Traceback (most recent call last):
  File "/Users/sobolev/Desktop/cpython/ex.py", line 18, in <module>
    @dataclass(frozen=True, slots=True)
     ^^^^^^^^^^^^^^^^^^^^^^^^^^^^^^^^^^
  File "/Users/sobolev/Desktop/cpython/Lib/dataclasses.py", line 1253, in wrap
    return _process_class(cls, init, repr, eq, order, unsafe_hash,
           ^^^^^^^^^^^^^^^^^^^^^^^^^^^^^^^^^^^^^^^^^^^^^^^^^^^^^^^
  File "/Users/sobolev/Desktop/cpython/Lib/dataclasses.py", line 1121, in _process_class
    cls = _add_slots(cls, frozen, weakref_slot)
          ^^^^^^^^^^^^^^^^^^^^^^^^^^^^^^^^^^^^^
  File "/Users/sobolev/Desktop/cpython/Lib/dataclasses.py", line 1226, in _add_slots
    cls.__getstate__ = attrgetter(*map(attrgetter('name'), fields(cls)))
                       ^^^^^^^^^^^^^^^^^^^^^^^^^^^^^^^^^^^^^^^^^^^^^^^^^
TypeError: attrgetter expected 1 argument, got 0

So, we need to avaluate map(attrgetter('name'), fields(cls)) early and convert it to tuple. And have different code paths for empty types and types with fields.
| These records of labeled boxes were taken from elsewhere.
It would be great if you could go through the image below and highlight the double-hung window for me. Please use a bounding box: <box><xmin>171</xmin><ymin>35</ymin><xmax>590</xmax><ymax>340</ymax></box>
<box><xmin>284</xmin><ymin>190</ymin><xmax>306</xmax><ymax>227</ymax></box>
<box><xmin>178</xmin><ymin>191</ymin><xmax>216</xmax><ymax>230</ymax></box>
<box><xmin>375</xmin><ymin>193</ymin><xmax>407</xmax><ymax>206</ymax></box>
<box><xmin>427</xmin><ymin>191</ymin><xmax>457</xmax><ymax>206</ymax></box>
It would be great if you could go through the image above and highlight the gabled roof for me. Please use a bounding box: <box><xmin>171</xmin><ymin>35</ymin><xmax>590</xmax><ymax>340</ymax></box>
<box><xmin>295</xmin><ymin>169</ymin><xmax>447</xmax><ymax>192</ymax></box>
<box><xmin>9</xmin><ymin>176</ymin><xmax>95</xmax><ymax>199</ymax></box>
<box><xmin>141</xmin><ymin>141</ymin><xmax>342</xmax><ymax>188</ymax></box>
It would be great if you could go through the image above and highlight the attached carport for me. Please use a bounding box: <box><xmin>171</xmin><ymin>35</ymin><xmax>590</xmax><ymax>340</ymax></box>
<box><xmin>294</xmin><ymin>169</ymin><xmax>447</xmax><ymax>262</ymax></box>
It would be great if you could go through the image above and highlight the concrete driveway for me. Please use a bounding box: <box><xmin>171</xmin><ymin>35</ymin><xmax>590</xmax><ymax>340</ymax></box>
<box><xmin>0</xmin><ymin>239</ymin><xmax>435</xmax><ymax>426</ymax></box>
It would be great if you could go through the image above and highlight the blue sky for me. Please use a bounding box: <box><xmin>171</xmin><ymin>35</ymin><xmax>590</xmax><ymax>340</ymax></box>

Moreover, simple cls.__getstate__ = attrgetter(*map(attrgetter('name'), fields(cls))) does not work anyway, it is required to use a wrapper. All in all, this is the final version:

from operator import attrgetter
def __getstate__(self):
    if self.__dataclass_attrgetter__ is None:
        return ()
    return self.__dataclass_attrgetter__(self)

if fields(cls):
    cls.__dataclass_attrgetter__ = attrgetter(*map(attrgetter('name'), fields(cls)))
else:
    cls.__dataclass_attrgetter__ = None

cls.__getstate__ = __getstate__

And here are the timings:

Testing ZeroFields
Dump time: 0.182998 sec

Testing OneField
Dump time: 0.186928 sec

Testing EightFields
Dump time: 0.315626 sec

Testing NestedFields
Dump time: 0.564596 sec

With only one generated method (we still have to do something similar to __setstate__) the creation times are:

Testing create_zero
-- before
Result 0.19914910700026667
-- hardcode
Result 0.2348911329972907
-- getstate attrgetter
Result 0.22353017799468944

Testing create_one
-- before
Result 0.22826643000007607
-- hardcode
Result 0.2645908749982482
-- getstate attrgetter
Result 0.2843174829977215

Testing create_eight
-- before
Result 0.3498685700033093
-- hardcode
Result 0.4295154959982028
-- getstate attrgetter
Result 0.4447074749987223

Testing create_nested
-- before
Result 0.41222004499286413
-- hardcode
Result 0.4236956989989267
-- getstate attrgetter
Result 0.31111940600385424

So, as you can see the creation time with only one method is slower that the hardcode patch and dump times are also worth.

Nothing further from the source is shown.